Shino Magaki et al. Neurobiol Aging.

Abstract

Cerebral amyloid angiopathy (CAA), in which amyloid accumulates predominantly in the walls of arterioles and capillaries, is seen in most patients with Alzheimer disease (AD) and may contribute to compromise of blood-brain barrier (BBB) function seen in AD. We investigated the effects of CAA on BBB integrity by examining the expression of the endothelial marker CD31, basement membrane protein collagen IV (COL4), tight junction protein claudin-5, and fibrinogen, a marker of BBB leakage, by immunohistochemistry in the occipital cortex of autopsy brains with AD and capillary CAA (CAA type 1; n = 8), AD with noncapillary CAA (CAA type 2; n = 10), and AD without CAA (n = 7) compared with elderly controls (n = 10). Given the difference in pathogenesis of capillary and noncapillary CAA, we hypothesize that features of BBB breakdown are observed only in capillary CAA. We found decreased expression of CD31 in AD subjects with CAA types 1 and 2 compared with AD without CAA and an increase in COL4 in AD without CAA compared with controls. Furthermore, there was increased immunoreactivity for fibrinogen in AD with CAA type 1 compared with controls. These findings suggest that capillary CAA is associated with morphologic and possibly physiologic alterations of the neurovascular unit and increased BBB permeability in AD.

Keywords: Alzheimer disease; Blood-brain barrier; Cerebral amyloid angiopathy; Immunohistochemistry.

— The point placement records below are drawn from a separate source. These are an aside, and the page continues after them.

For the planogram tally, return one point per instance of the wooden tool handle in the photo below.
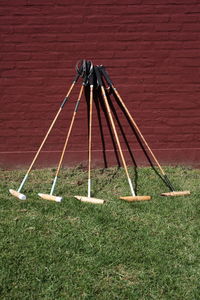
(136, 198)
(17, 194)
(50, 197)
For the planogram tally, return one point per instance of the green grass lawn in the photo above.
(119, 250)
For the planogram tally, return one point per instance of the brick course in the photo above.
(151, 49)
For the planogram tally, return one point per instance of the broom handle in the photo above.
(69, 131)
(48, 132)
(90, 143)
(117, 140)
(138, 130)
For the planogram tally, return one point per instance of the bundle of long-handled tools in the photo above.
(97, 78)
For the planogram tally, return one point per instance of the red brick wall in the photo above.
(151, 49)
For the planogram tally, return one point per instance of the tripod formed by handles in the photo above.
(95, 77)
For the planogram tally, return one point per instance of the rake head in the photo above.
(17, 194)
(136, 198)
(90, 200)
(174, 193)
(50, 197)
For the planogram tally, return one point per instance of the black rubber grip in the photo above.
(106, 76)
(99, 80)
(168, 183)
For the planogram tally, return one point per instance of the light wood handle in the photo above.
(90, 200)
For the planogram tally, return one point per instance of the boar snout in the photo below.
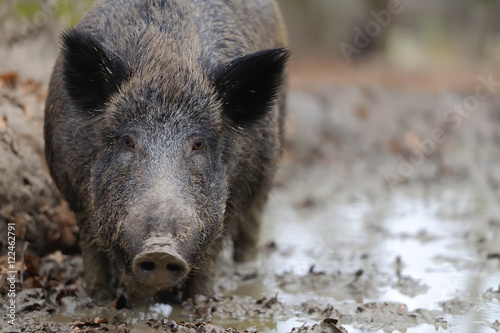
(160, 268)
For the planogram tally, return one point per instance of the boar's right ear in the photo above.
(248, 86)
(91, 74)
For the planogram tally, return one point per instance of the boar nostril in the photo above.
(160, 268)
(147, 266)
(174, 268)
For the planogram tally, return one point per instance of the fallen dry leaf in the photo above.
(9, 78)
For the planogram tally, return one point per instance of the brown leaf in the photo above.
(9, 78)
(361, 112)
(98, 321)
(56, 256)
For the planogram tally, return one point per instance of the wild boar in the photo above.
(163, 129)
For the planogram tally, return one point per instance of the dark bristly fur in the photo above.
(163, 128)
(91, 74)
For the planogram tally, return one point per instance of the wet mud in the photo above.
(373, 226)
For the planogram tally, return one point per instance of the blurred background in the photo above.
(389, 182)
(405, 33)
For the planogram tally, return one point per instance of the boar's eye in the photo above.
(198, 145)
(128, 142)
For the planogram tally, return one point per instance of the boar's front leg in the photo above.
(98, 275)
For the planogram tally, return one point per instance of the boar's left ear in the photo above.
(91, 74)
(248, 86)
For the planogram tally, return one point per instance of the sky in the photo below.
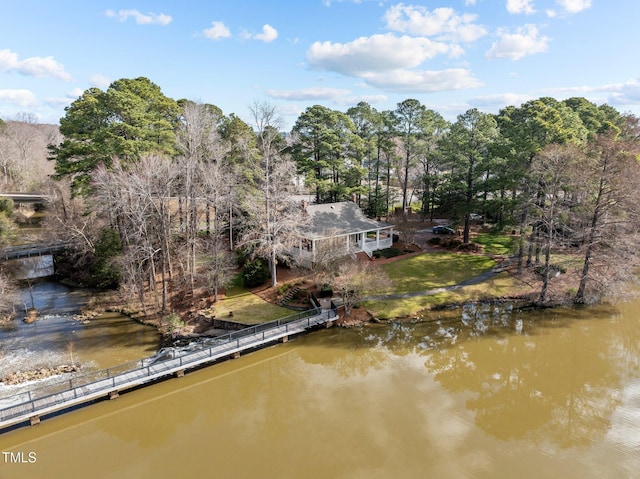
(451, 55)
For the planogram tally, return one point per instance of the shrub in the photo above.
(390, 252)
(470, 247)
(105, 273)
(173, 324)
(254, 274)
(326, 291)
(451, 243)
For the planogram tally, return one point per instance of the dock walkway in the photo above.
(32, 405)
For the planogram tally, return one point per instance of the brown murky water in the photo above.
(482, 393)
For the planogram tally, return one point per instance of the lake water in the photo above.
(482, 392)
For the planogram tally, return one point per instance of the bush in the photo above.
(326, 291)
(108, 246)
(254, 273)
(6, 206)
(470, 247)
(452, 243)
(390, 252)
(173, 324)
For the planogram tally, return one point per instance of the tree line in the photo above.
(163, 188)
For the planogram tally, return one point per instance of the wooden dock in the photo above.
(31, 406)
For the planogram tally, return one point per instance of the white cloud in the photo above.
(75, 93)
(519, 44)
(309, 94)
(268, 34)
(574, 6)
(520, 6)
(443, 23)
(622, 94)
(99, 81)
(22, 98)
(140, 18)
(217, 31)
(39, 67)
(423, 81)
(377, 53)
(496, 102)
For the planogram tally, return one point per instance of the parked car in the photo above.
(443, 230)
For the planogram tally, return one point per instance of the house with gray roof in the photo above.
(336, 229)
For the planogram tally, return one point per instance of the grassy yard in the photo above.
(495, 244)
(428, 271)
(247, 307)
(497, 286)
(431, 271)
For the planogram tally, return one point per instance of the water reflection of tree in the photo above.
(556, 382)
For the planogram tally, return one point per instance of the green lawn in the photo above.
(495, 244)
(247, 307)
(428, 271)
(497, 286)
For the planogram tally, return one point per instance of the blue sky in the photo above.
(451, 55)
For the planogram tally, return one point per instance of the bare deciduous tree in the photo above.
(356, 279)
(611, 211)
(273, 215)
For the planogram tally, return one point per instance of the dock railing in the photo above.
(86, 387)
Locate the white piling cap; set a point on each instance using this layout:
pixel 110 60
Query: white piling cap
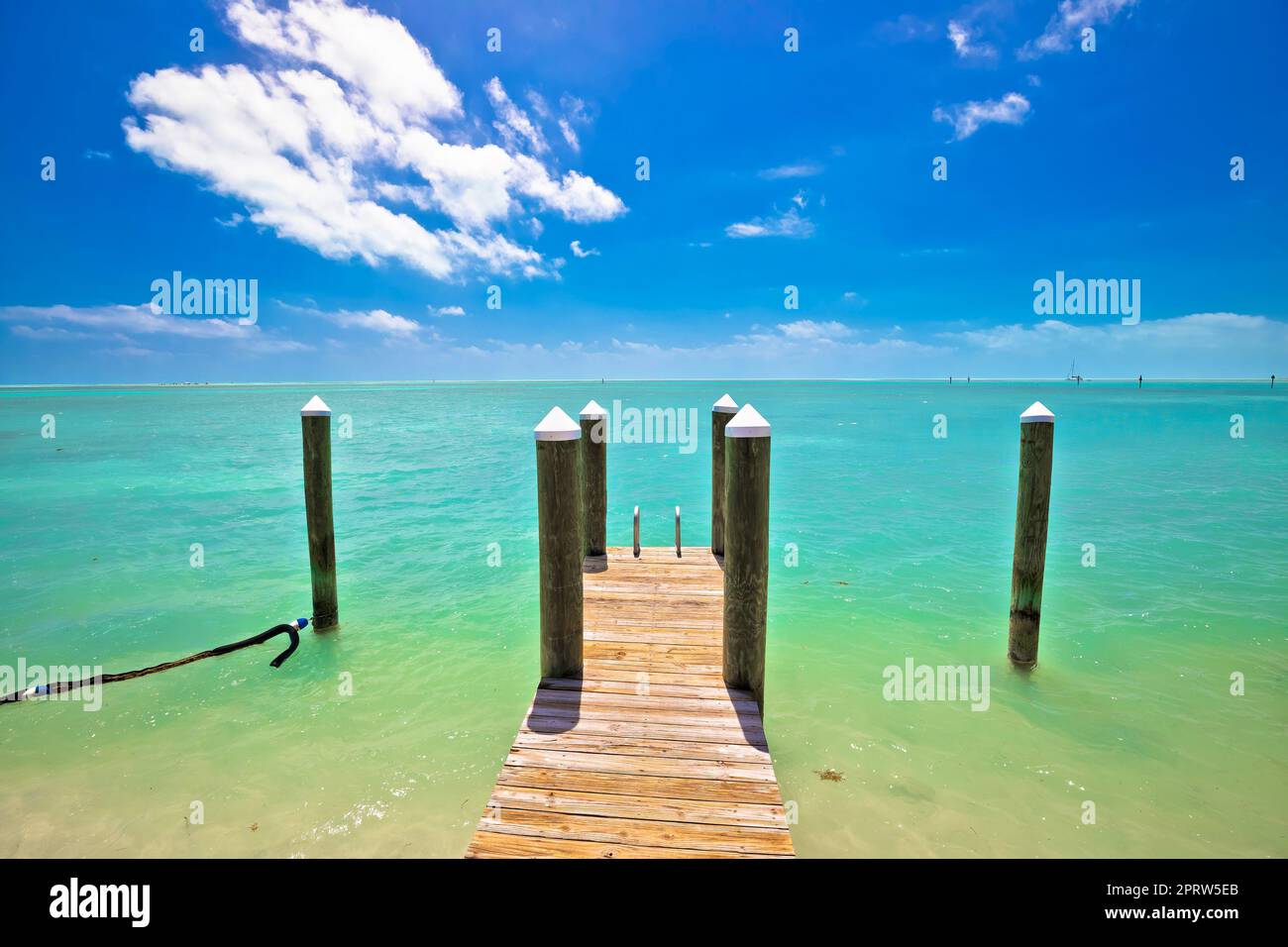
pixel 316 408
pixel 747 423
pixel 1037 411
pixel 557 425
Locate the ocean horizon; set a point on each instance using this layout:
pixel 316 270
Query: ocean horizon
pixel 890 531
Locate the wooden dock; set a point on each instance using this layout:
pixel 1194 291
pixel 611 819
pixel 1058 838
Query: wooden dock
pixel 648 754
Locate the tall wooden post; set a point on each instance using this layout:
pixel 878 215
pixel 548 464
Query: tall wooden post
pixel 746 557
pixel 593 458
pixel 316 421
pixel 720 414
pixel 561 544
pixel 1033 504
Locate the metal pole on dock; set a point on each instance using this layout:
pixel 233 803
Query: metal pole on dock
pixel 559 497
pixel 316 421
pixel 593 457
pixel 720 414
pixel 1033 504
pixel 746 558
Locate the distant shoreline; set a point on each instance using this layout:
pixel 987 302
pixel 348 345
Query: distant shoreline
pixel 629 380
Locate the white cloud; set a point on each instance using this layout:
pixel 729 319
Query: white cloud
pixel 1197 333
pixel 375 321
pixel 809 330
pixel 375 55
pixel 964 39
pixel 121 322
pixel 804 169
pixel 316 153
pixel 969 118
pixel 789 224
pixel 1067 25
pixel 513 123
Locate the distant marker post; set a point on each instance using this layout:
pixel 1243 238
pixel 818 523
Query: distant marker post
pixel 593 458
pixel 720 414
pixel 561 543
pixel 1031 509
pixel 316 421
pixel 746 558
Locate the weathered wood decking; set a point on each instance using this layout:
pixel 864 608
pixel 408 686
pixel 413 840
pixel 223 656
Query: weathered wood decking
pixel 647 755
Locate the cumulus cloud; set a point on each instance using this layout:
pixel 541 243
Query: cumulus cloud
pixel 787 224
pixel 120 324
pixel 965 40
pixel 969 118
pixel 346 119
pixel 375 321
pixel 803 169
pixel 1067 25
pixel 809 330
pixel 513 123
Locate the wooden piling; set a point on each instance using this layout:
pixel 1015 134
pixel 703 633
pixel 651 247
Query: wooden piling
pixel 561 544
pixel 593 459
pixel 746 557
pixel 1033 502
pixel 720 414
pixel 316 423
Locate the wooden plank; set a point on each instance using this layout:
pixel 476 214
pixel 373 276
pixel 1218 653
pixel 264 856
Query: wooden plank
pixel 635 831
pixel 642 746
pixel 649 787
pixel 647 754
pixel 503 845
pixel 574 725
pixel 658 686
pixel 640 766
pixel 638 806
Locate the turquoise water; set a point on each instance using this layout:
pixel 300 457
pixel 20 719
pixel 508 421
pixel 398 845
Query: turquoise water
pixel 903 543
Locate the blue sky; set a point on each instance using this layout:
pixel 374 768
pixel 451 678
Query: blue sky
pixel 376 169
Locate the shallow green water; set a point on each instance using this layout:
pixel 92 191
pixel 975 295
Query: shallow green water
pixel 905 544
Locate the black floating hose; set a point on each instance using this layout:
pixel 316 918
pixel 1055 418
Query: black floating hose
pixel 291 629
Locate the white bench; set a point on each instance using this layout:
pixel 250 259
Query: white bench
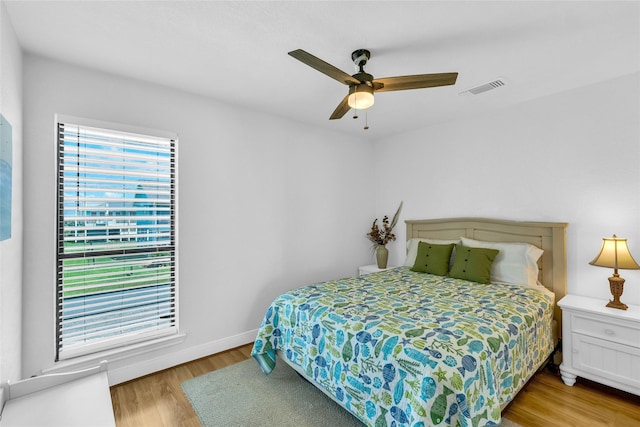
pixel 79 398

Conflict of interest statement

Disclosure statement

The authors have no conflicts of interest to disclose.

Figures

Fig. 1.
Fig. 1.
Immunostaining for CD31 in the gray and white matter of AD subjects with CAA type 1, AD subjects with CAA type 2, AD subjects without CAA, and nondemented elderly subjects demonstrates (A) decreased staining for CD31 in the gray matter of AD subjects with CAA type 2 and (not shown) AD subjects with CAA type 1 compared with (B) AD subjects without CAA. This decrease is also seen in the white matter for AD patients with CAA type 2 compared with AD patients without CAA. (C) CD31 staining as mean ± SD. * p < 0.05, ** p < 0.01. Abbreviations: AD, Alzheimer disease; CAA, cerebral amyloid angiopathy; GM, gray matter; WM, white matter.
Fig. 2.
Fig. 2.
Immunohistochemistry for claudin-5 in the gray matter of (A) AD subjects with cerebral amyloid angiopathy (CAA) type 1, (not shown) AD subjects with CAA type 2, (not shown) AD subjects without CAA, and (B) nondemented elderly subjects demonstrates no significant difference in endothelial claudin-5 immunoreactivity between the groups. The white matter also shows no difference in claudin-5 staining. (C) Claudin-5 staining as mean ± SD. Abbreviations: AD, Alzheimer disease; CAA, cerebral amyloid angiopathy; GM, gray matter; WM, white matter.
Fig. 3.
Fig. 3.
Immunohistochemistry for collagen IV (COL4) in the gray and white matter of AD subjects with CAA type 1, AD subjects with CAA type 2, AD subjects without CAA, and nondemented elderly subjects shows increased COL4 staining in the gray matter in (A) AD subjects without CAA compared with (B) elderly controls. (C) COL4 staining as mean ± SD, * p < 0.05. Abbreviations: AD, Alzheimer disease; CAA, cerebral amyloid angiopathy; WM, white matter; GM, gray matter.
Fig. 4.
Fig. 4.
Immunostaining for fibrinogen in the gray and white matter of AD subjects with CAA type 1, AD subjects with CAA type 2, AD subjects without CAA, and nondemented elderly subjects demonstrates increased vascular and parenchymal fibrinogen immunoreactivity in the white matter of (A) AD patients with CAA type 1 compared with (B) elderly controls. (C) Fibrinogen staining as mean ± SD, *p < 0.05. Abbreviations: AD, Alzheimer disease; CAA, cerebral amyloid angiopathy; WM, white matter, GM, gray matter.